More threads by David Baxter PhD

David Baxter PhD

Late Founder
Space research finds culture influences depression susceptibility
September 14, 2007


Research conducted on the International Space Station by scientists of the Russian Institute of Biomedical Problems and the University of California in San Francisco (UCSF) has found that Russian cosmonauts and American astronauts get tired differently.

For Americans, fatigue and depression are two different independent states, while for the Russians, they make up two indivisible parts of a single asthenic syndrome. The researchers believe that this phenomenon is based on fundamental cultural differences between Russians and Americans.

Vadim Gushin from the Institute of Biomedical Problems in Moscow and his American colleagues Jennifer Boyd, Nick Kanas and Stephanie Saylor from UCSF assumed that peculiarities of cosmonauts' and astronauts' mood should depend on the cultural peculiarities of representatives of different societies.

Russian physicians believe that in the medical syndrome asthenia, depression and fatigue come simultaneously.

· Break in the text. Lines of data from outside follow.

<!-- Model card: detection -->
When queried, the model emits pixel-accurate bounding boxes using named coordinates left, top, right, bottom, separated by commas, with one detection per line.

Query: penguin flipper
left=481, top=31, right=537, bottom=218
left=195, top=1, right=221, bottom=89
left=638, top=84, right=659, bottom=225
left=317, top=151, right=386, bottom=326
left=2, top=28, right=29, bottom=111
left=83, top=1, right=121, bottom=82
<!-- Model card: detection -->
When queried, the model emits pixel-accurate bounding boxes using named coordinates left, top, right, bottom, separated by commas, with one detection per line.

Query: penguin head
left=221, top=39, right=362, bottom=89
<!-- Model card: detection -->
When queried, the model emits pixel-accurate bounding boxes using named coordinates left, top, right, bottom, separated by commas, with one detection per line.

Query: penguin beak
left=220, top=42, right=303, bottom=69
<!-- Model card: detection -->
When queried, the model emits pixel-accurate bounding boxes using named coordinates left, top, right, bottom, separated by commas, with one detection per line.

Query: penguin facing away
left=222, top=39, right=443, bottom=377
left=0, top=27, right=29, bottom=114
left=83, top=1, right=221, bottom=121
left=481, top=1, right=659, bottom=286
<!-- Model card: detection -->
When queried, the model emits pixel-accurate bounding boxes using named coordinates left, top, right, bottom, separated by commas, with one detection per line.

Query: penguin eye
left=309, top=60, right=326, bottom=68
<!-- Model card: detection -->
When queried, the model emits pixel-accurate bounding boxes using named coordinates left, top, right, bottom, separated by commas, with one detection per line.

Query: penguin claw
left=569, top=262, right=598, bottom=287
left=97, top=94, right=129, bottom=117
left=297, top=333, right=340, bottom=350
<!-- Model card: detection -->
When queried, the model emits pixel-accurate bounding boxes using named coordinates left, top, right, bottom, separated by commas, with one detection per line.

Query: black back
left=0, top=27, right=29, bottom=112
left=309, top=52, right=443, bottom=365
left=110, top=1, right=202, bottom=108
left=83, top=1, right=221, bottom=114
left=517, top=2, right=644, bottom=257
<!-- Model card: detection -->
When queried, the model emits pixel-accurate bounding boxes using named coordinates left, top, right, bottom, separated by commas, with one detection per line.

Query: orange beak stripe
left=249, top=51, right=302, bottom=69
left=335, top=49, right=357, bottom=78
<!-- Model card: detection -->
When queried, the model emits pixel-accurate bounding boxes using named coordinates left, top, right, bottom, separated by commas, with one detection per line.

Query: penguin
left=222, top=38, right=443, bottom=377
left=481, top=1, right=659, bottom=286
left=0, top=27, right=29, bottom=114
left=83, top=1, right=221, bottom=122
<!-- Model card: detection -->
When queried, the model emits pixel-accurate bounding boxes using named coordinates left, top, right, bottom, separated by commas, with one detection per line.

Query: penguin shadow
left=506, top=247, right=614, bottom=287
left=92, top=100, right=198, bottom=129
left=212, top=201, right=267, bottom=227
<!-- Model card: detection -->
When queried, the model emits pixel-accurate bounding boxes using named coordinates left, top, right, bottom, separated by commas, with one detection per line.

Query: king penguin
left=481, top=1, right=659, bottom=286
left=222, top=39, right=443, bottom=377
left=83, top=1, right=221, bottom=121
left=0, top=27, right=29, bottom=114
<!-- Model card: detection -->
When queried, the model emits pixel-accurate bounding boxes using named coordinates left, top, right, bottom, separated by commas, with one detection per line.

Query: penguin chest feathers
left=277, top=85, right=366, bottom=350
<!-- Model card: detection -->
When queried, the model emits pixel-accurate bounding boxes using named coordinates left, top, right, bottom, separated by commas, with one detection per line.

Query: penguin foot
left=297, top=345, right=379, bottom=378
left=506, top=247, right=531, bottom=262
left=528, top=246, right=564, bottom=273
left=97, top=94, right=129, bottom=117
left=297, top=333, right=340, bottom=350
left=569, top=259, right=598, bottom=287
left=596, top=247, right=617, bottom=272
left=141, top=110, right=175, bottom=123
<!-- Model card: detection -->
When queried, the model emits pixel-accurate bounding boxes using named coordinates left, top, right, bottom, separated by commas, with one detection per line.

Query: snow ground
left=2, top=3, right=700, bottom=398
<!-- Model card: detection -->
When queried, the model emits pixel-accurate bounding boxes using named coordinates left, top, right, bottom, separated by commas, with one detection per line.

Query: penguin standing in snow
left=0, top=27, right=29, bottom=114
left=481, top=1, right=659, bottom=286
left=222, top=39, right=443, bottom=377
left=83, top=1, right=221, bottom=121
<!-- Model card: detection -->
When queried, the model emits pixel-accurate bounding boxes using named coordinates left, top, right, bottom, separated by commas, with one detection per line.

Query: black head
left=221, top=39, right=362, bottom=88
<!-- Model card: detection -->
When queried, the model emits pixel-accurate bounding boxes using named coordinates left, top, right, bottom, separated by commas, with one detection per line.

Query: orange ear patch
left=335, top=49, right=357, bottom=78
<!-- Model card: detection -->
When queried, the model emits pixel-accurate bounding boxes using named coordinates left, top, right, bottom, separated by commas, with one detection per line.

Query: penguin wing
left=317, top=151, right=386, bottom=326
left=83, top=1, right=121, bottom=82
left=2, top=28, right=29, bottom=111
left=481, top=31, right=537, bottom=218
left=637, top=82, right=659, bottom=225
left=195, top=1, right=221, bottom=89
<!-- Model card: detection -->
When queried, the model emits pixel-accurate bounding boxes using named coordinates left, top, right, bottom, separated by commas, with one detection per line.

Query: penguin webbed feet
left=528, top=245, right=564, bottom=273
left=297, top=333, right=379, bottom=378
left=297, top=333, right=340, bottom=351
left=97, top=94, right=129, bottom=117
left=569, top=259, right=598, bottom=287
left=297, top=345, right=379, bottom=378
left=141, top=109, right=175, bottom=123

In the US physicians assumed depression and fatigue are two different, unconnected syndromes. The researchers predicted that the consequence of this difference in views of the Russian and U.S. physicians would be a real difference in stress and fatigue symptoms between the Russian cosmonauts and U.S. astronauts.

The researchers analyzed the state of Russian and American staff at the International Space Station during the course of a lengthy space assignment. The observation findings confirmed the prediction: Russian cosmonauts demonstrated symptoms of asthenia, i.e. fatigue and depression together, while for the US astronauts, fatigue and depression were not interconnected.

The discovery should foster a better understanding of the psychology of relationships in space collectives and help prepare crews psychologically for extended space missions such as an international expedition to Mars.

The study also reaffirms the importance of culture in psychological perceptions and that this must be considered when treating patients from differing backgrounds.

Source: Boyd JE, Kanas N, Gushin VI, Saylor S. Cultural differences in patterns of mood states on board the International Space Station. Acta Astronautica, 2007 Oct;61(7-8):668-71 [Abstract]
 

David Baxter PhD

Late Founder
I found this article interesting but I think the conclusion is wrong.

I don't think it's a matter of cultural or even language differences infliuencing vulnerability to depression per se. I think it's a living, breathing example of cognitive labeling or cognitive interpretation of affect in action.

Many people mislabel the adrenalin rush of preparation for action (e.g., in athletic performance) as anxiety or fear. Similarly, in my experience, clinically as well as in my personal experience, many people have difficulty distinguishing between feeling exhausted and feeling depressed. But we know that once we label something as anxiety or depression, we tend to reinforce and encourage that cognitive conclusion until we actually become the state we have defined via cognitive labeling.

Any cultural differences probably act by encouraging certain types of cognitive labeling. For example, in western socieites, from a very early age, men are discouraged from "giving into feelings", expressing feelings, even acknowledging feelings - William Pollock says that by the time many or nmost boys reach their teens they have learned to hide feelings even from themselves and don't even possess a vocabulary for indentifying feelings. Thus, they are encouraged to interpretation feelings, especially ambiguous emotional states, as physical symptoms. This is particularly true of athletes and in certain other highly competitive professions (the military, pilots, astronauts). Many European cultures are far more enlightened in this respect and encourage boys and men not only to feel but to express their feelings openly.

I know by now that I can't always tell the difference between a certain type of exhaustion and depression. Consequently, I've developed my own "remedy" or hypothesis testing strategy: When I feel that way, I go to bed early and try to get a good night's sleep. If I wake up the next morning rested and the feeling has gone away, I know it wa exhaustion and not depression.